WASHINGTON – After hearing multiple election-related cases this term, the Supreme Court could add more to its plate for the fall as the political parties continue to fight over whether various voting rules prevent election chicanery or disenfranchise voters. The justices will be deciding in the coming days whether to review laws in Arkansas and […]

WASHINGTON – After hearing multiple election-related cases this term, the Supreme Court could add more to its plate for the fall as the political parties continue to fight over whether various voting rules prevent election chicanery or disenfranchise voters.
The justices will be deciding in the coming days whether to review laws in Arkansas and Texas that voting rights groups say are illegally making it harder for people with limited English proficiency to vote.
They’ve also been asked by the Trump administration to revive voter registration rules in Arizona that lower courts said suppress the vote.
And Republicans are appealing a court ruling about mailed ballots in Pennsylvania that could boost Democrats’ chances in that battleground state.
If the justices agree to take any of the cases, they would likely be argued in the next term that begins in October, with decisions handed down after the midterm elections.
Here’s a look at the pending appeals that the Supreme Court could accept or reject as early as June 22.
Arkansas limits how many voters one person can help
A Latino civil rights group is challenging an Arkansas law making it a crime for anyone who is not an election official to help more than six voters cast a ballot.
State officials say the law, which has been on the books since 2009, prevents “professional assisters” from exploiting a federal civil rights law that allows voters to receive help because of difficulty with English or other issues.
Arkansas United, a group that helps immigrants, said it has received more requests for help voting than it’s able to fulfill because of the state’s restriction.
A federal judge ruled against the state. But a federal appeals court reversed that decision, ruling the Voting Rights Act can only be enforced by the federal government and not through lawsuits brought by individual voters or groups.
The Mexican American Legal Defense and Educational Fund, which represents Arkansas United, is appealing that decision – both in hopes of getting rid of Arkansas’ law and to preserve the right of individuals to raise other voting rights challenges.
Texas limits who can help with mailed ballots
Another type of restriction on voter assistance is at the center of a challenge various voting rights groups have brought against a Texas law.
Under an “election integrity” bill Texas enacted in 2020, it’s a crime to pay someone to help a voter cast a ballot by mail.
The groups challenging the restriction said the state law prevents social service organizations from helping voters with disabilities or those who are not proficient in English, a conflict with the Voting Rights Act.
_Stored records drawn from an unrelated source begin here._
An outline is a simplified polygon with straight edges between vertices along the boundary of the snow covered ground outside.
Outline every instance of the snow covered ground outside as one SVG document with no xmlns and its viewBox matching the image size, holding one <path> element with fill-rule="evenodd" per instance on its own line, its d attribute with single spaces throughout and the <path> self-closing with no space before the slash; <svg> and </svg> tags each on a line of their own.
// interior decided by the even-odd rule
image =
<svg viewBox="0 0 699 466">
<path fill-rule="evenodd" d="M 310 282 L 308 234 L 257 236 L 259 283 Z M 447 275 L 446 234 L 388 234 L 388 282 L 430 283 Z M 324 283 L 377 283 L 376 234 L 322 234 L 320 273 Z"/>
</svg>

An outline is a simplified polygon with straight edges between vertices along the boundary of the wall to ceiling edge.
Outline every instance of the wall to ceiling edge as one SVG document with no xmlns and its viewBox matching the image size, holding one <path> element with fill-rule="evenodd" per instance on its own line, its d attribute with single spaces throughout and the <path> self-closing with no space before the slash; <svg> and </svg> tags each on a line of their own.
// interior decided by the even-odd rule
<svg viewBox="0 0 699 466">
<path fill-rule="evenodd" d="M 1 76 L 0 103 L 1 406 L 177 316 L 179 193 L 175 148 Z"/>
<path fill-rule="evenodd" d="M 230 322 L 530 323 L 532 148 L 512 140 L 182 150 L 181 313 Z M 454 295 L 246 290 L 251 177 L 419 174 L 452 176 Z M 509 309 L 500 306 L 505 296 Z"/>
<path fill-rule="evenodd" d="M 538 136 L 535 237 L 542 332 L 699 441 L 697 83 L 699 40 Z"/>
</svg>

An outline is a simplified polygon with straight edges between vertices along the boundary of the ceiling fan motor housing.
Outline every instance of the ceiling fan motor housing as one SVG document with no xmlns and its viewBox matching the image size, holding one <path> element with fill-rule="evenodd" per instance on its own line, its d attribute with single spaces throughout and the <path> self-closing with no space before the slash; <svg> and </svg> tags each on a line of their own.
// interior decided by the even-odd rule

A federal judge agreed, but an appeals court reversed that decision.
Texas says the New Orleans-based 5th U.S. Circuit Court of Appeals got it right: Because the federal law is silent on the issue of compensation for voter assistance, the state argues, there’s no conflict between the federal and state laws.
In its Supreme Court appeal, the American Civil Liberties Union said the justices should get involved because state legislatures are increasingly imposing new burdens on voters who are supposed to be protected by the federal law.
Republicans are hoping to revive state voter registration laws in Arizona that lower courts said conflict with federal rules and suppress the vote.
The National Voter Registration Act requires states to “accept and use” a standard form to register voters for federal elections. That form requires that voters swear − under penalty of perjury − that they are citizens. Arizona’s voter registration form, by contrast, requires documentary proof of citizenship.
One contested issue is whether a voter who registers using the federal form can be barred from voting by mail unless they provide proof of citizenship. Another is whether Arizona must allow voters who submit the state registration form but don’t provide citizenship documentation to still vote in federal elections.
The Supreme Court is also being asked to decide whether Arizona’s method of purging voter rolls of anyone it thinks may not be a citizen violates the federal ban on systematic registration cancellations within 90 days of an election.
The federal government, which challenged Arizona’s rules during the Biden administration, is now defending them.
The Trump administration’s Justice Department told the Supreme Court justices they should hear the Republican National Committee’s appeal to settle “these important election-law issues outside the setting of a contested election.”
In recent years, Pennsylvania election officials had been discarding thousands of mailed ballots without proper dates on the return envelope until blocked by court rulings.
An appeals court last year said the state’s date requirement helps prevent voter fraud only in “exceedingly rare” circumstances, a reason not good enough to justify the disqualification of “presumably proper ballots.”
The Republican Party argues that if a court can declare unconstitutional “perhaps the least burdensome voting rule imaginable,” then “no voting or ballot-casting rule will be safe from open-ended, standardless federal judicial review.”
The initial reason for the date requirement – which began in the 1940s – was to determine if a ballot that had been received after the election had been sent before the polls closed.
But because Pennsylvania now requires absentee ballots to be received by Election Day, the date requirement no longer serves its intended purpose, Democrats argue.